Il faudrait peut-être commencer par là : Jacques Attali est un illusionniste. Son art ? Donner l’apparence du savoir absolu en noyant son lecteur sous une avalanche de références. Bruits déroge pas à la règle. La musique, ce sujet pourtant si intime, si viscéral, devient sous sa plume une mécanique froide, un rouage social, un outil de pouvoir. Tout y passe : la musique comme prophétie, la musique comme reflet des mutations économiques, la musique comme outil de contrôle. Et pourtant, au bout de ces 400 pages, on referme le livre sans avoir rien entendu.
Car c’est bien là le paradoxe : Attali parle du son, mais ne fait entendre que du bruit. Il théorise la musique sans jamais la sentir, il la dissèque comme un médecin légiste, oubliant que la pulsation d’un morceau de Monteverdi ou la transe d’un riff de John Lee Hooker ne se laissent pas enfermer dans une équation sociologique. Un texte comme Le Nombre et la Sirène de Quentin Meillassoux, par exemple, aurait pu servir de contrepoint : lui aussi voit la musique et la littérature comme des structures mathématiques, mais au moins il leur conserve une part de mystère, une étrangeté qui les rend vivantes. Attali, lui, veut réduire l’art à un graphe, l’histoire à un algorithme.
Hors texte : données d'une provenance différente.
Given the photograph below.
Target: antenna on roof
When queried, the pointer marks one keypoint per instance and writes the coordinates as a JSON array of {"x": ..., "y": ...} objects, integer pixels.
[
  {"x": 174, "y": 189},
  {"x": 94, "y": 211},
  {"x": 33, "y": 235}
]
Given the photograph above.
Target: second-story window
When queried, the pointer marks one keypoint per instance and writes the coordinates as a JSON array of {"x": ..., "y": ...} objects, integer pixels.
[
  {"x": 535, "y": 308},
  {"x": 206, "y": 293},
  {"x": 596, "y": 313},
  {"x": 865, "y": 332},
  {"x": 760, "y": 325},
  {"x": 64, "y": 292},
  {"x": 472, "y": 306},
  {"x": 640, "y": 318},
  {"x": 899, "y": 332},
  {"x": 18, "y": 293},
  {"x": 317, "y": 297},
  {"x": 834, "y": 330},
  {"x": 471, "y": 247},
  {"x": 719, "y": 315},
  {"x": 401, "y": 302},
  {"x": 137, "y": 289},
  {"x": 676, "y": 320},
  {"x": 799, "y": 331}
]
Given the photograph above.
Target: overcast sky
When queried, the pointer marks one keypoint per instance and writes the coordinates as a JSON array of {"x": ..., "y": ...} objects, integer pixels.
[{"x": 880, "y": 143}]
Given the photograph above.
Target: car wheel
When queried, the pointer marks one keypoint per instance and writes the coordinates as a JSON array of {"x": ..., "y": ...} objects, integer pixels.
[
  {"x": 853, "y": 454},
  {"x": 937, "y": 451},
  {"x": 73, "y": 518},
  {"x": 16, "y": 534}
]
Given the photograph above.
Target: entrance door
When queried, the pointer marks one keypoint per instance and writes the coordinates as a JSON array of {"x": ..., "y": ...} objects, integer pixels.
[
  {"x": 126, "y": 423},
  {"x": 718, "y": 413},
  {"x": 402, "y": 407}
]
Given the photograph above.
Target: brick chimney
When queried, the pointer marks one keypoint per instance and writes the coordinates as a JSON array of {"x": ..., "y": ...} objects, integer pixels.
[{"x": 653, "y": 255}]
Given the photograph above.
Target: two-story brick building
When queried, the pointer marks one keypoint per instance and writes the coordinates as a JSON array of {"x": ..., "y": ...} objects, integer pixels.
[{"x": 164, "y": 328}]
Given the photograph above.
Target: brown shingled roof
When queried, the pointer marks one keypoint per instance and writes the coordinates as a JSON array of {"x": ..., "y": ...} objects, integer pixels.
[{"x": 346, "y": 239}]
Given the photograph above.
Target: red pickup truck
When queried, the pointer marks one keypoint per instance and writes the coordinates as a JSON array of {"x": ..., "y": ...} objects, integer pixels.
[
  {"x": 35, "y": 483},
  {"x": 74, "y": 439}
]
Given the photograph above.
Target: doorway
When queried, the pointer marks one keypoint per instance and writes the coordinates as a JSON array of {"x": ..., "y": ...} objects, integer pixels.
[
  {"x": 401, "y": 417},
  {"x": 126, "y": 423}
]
Mais le plus beau reste à venir : ce livre, qui prétend être une lecture prophétique de la musique, est en fait un pur produit de son époque, avec toutes ses lubies et ses errances. Lorsqu’Attali annonce que la musique précède toujours les révolutions économiques et politiques, il joue les visionnaires… sauf qu’il ne fait que tordre l’histoire pour qu’elle colle à sa thèse. Prenons un exemple : Attali nous explique que le passage de la musique classique au rock reflète un changement dans l’organisation du pouvoir et du capital. Soit. Mais alors, comment expliquer que l’Ars subtilior, ce courant musical du XIVe siècle hyper-complexe et dissonant, ait émergé en pleine époque féodale, loin de toute libéralisation marchande ? Ou que le dodécaphonisme de Schoenberg ait coïncidé avec la montée des totalitarismes, là où Attali aurait voulu y voir un pur produit du libéralisme ?
C’est là que son raisonnement s’effondre : à force de chercher des liens entre la musique et l’économie, il finit par inventer des causalités fantômes. Il aurait tout aussi bien pu nous expliquer que le free jazz préfigure les crises monétaires, ou que la techno berlinoise annonce la chute du capitalisme. Tout est affaire de récit, et Attali excelle à ce jeu. Mais la prophétie n’est pas la vérité. C’est du storytelling d’intellectuel, et rien de plus.
Finalement, Bruits n’est qu’un exercice de style, une tentative d’intellectualisation forcenée de l’inaudible. Si l’on veut une véritable réflexion sur le son et son pouvoir, il vaudrait mieux relire L’Essai sur l’origine des langues de Rousseau, ou même plonger dans Silence de John Cage, qui, lui au moins, savait de quoi il parlait. Attali, en revanche, ne fait que recycler les idées des autres sous des airs d’évidence.